The stories this time are longer (14-16 pages) contributed by Sunder Mohan Murmu, Rajeswari Saha, Siddharth Sarathi, Amrith Basumatari and Lakhindra Nayak. The comic took an year in the making and throughout that period the creators had extensive discussions and workshops on the art of making comics, visualization, frame composition, inking, texturing etc. They also had prolonged discussions on their stories where each had to defend their story from the critical view of the rest as well as accept suggestions.

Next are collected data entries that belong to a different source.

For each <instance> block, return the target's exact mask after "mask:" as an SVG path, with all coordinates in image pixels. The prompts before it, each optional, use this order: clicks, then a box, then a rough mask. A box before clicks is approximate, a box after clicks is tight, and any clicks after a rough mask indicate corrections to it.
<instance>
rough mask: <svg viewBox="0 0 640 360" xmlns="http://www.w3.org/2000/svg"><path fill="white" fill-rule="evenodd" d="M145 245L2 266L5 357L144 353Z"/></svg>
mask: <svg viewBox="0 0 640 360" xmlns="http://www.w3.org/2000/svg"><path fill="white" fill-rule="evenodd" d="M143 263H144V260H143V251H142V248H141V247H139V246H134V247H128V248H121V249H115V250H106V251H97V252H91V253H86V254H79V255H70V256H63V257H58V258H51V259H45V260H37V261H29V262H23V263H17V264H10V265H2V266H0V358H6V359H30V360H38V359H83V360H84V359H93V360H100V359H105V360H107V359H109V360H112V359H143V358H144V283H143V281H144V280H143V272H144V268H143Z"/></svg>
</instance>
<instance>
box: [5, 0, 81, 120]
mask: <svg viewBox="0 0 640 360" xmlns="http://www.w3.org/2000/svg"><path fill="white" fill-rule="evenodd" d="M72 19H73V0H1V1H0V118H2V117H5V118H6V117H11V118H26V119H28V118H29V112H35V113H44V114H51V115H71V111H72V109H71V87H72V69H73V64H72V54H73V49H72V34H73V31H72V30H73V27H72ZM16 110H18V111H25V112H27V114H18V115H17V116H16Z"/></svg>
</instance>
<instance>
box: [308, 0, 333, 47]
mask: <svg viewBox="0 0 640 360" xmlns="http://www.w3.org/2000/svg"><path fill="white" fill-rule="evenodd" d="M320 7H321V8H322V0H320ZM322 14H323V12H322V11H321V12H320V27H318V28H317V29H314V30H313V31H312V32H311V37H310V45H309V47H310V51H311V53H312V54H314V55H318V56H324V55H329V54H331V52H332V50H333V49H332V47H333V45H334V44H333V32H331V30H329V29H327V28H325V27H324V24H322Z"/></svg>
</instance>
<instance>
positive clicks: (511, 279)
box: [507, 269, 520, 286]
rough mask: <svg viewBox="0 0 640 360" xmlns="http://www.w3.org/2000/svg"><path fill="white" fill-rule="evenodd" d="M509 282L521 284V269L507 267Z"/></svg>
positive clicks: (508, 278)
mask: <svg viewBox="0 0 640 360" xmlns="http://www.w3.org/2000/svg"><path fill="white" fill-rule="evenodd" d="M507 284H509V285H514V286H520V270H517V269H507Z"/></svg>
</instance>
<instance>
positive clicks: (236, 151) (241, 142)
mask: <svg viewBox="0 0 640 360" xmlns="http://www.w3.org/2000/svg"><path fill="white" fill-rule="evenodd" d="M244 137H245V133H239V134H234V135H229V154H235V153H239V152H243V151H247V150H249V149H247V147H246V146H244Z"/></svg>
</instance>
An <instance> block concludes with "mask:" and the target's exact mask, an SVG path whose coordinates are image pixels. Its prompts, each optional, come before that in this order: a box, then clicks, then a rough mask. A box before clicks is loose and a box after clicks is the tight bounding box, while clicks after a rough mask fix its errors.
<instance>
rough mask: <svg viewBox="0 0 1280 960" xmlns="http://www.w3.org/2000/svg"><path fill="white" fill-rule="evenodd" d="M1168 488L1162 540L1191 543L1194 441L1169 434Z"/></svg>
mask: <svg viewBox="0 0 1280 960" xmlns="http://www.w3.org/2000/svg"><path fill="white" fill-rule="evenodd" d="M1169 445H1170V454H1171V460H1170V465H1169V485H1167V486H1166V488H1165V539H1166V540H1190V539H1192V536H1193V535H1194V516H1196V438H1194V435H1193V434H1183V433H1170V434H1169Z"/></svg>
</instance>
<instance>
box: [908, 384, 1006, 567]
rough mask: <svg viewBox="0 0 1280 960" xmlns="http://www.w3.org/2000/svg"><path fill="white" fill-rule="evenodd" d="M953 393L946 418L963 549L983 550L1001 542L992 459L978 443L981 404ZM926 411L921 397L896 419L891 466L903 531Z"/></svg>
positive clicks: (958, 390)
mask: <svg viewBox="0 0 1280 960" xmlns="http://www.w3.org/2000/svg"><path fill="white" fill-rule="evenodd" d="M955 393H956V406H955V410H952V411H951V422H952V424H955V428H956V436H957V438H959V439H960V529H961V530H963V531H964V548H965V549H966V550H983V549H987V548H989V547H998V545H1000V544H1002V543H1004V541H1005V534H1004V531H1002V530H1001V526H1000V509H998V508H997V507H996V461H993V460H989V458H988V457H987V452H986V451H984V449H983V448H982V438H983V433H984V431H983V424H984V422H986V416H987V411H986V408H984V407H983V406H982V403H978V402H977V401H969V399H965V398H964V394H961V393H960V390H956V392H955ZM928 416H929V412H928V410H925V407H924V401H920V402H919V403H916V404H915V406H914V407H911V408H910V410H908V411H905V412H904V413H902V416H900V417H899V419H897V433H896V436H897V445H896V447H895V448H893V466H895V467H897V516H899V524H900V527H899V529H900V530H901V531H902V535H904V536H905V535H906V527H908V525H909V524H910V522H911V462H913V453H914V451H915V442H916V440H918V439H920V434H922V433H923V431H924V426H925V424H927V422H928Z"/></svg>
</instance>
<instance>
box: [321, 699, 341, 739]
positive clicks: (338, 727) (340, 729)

Thursday, September 20, 2012

Review of 'Disrepute' in BMJ Medical Humanities

Book Review by Michael Green

Comics from the dark side of medicine: Thom Ferrier's Disrepute

"Thom Ferrier's new collection of graphic narratives, Disrepute, was recently published by Graphic Medicine Press. While the book may not be easy to find, it is well worth the effort. But be forewarned: this doctor-centric collection is neither the melodrama of Rex Morgan M.D. nor the droll silliness of New Yorker cartoons. In Ferrier's capable hands, the doctor's dark, angry and complicated inner world emerges. His comics are full of the stuff that doctors think about privately but do not dare say in public. It is about the insecurities that come with being uncertain, the exhaustion of being on the receiving end of others’ constant expectations, and the dark thoughts that (some) doctors have about death and dying. In short, it is about life itself, written and drawn by someone who has seen and experienced a fair slice of it as an experienced rural general practitioner.